This article was originally published on my Medium page .
I think Python is a weird language. It is dynamic. It is interpreted. It is wildly popular. It is… multi-multi-paradigm. You can write Python a thousand and one different ways.
Supporting anything and everything from straight-line scripting to functional programming to object-orientation, with a loose module system, dynamic imports, and arbitrary entry points. Python projects do not have a universally defined structure!
With no definitive One Way, this wild-west can make it a pain to reason about structuring Python applications, and then eventually packaging them for distribution and clean installation/uninstallation.

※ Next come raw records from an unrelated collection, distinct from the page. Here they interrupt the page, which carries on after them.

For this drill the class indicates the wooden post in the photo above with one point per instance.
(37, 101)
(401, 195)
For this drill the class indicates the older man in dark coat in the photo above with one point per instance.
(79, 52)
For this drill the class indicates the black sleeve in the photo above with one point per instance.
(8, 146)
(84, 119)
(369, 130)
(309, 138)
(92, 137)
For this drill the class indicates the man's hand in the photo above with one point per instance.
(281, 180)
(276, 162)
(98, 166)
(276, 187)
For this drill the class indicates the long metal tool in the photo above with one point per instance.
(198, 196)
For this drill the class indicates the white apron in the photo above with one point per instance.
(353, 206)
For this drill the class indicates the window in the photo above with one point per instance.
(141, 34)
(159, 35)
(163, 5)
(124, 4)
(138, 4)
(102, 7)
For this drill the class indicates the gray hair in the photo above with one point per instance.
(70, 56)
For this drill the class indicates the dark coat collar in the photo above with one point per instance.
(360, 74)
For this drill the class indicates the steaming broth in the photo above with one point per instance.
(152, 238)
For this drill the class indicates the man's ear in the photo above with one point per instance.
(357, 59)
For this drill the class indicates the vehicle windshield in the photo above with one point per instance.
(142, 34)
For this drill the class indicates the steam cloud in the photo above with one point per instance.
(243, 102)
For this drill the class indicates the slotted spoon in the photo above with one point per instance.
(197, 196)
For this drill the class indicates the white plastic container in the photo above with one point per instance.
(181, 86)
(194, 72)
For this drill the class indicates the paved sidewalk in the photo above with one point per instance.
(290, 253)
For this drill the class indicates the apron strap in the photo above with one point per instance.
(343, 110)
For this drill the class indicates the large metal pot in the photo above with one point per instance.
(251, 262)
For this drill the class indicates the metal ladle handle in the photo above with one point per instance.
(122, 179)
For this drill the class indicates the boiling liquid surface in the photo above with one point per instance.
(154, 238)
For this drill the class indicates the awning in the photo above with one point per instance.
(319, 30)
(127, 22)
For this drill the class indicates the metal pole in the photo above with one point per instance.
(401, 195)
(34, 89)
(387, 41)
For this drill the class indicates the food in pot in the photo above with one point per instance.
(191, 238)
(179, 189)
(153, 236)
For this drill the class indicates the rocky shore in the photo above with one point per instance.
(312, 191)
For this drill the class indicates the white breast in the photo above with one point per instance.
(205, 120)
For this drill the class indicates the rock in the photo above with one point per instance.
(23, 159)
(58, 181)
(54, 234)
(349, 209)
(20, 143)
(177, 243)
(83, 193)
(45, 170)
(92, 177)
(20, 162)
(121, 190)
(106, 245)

For anyone not at all familiar with Python development, there are a couple things about it that I find surprizing and mildly uncomfortable. Namely:
-
The weird ceremony of
if __name__ == "__main__":
that says, "Hey interpreter! Please don’t execute this code block unless I am the main program!".If you see this often, it's because Python makes no distinction between library code and application scripts. You are free to import any module that contains application code as a library. This condition just guards application entry points from running if someone decides to use your code as a library. As someone who's used to writing one form of
int main()
or another, this is cool, but weird. -
The presence of this platform call:
sys.path.insert(idx, directory)
This function mutates the
PYTHONPATH
, affecting the resolution order for all modules/files/classes in the current application. This feels gross and dangerous, and at first glance it feels like shouldn’t be touched by anyone, ever.

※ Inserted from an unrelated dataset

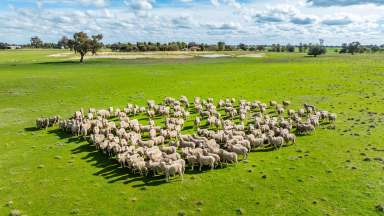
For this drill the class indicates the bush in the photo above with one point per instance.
(316, 50)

Using the latter platform call has some major consequences. The entries of the
PYTHONPATH
are special — they define where your Python installation is —
yet you can override it, change its ordering and subsequently break stuff.
A Python 3.5 installation on Ubuntu might have the following default path.
>>> import sys
>>> print(sys.path)
['', '/usr/lib/python35.zip', '/usr/lib/python3.5', '/usr/lib/python3.5/plat-x86_64-linux-gnu', '/usr/lib/python3.5/lib-dynload', '/usr/local/lib/python3.5/dist-packages', '/usr/lib/python3/dist-packages']
Programmer carelessness aside, the fact that such an important path is so easily mutable makes me feel nasty
because I can imagine how easy this could make it insert a malicious version of a class into the path before a
nice version of a same class. I basically think that things like sys.path
should be avoided like
the plague because for any legitimate work, we have nice, safe tools like virtualenv for path management.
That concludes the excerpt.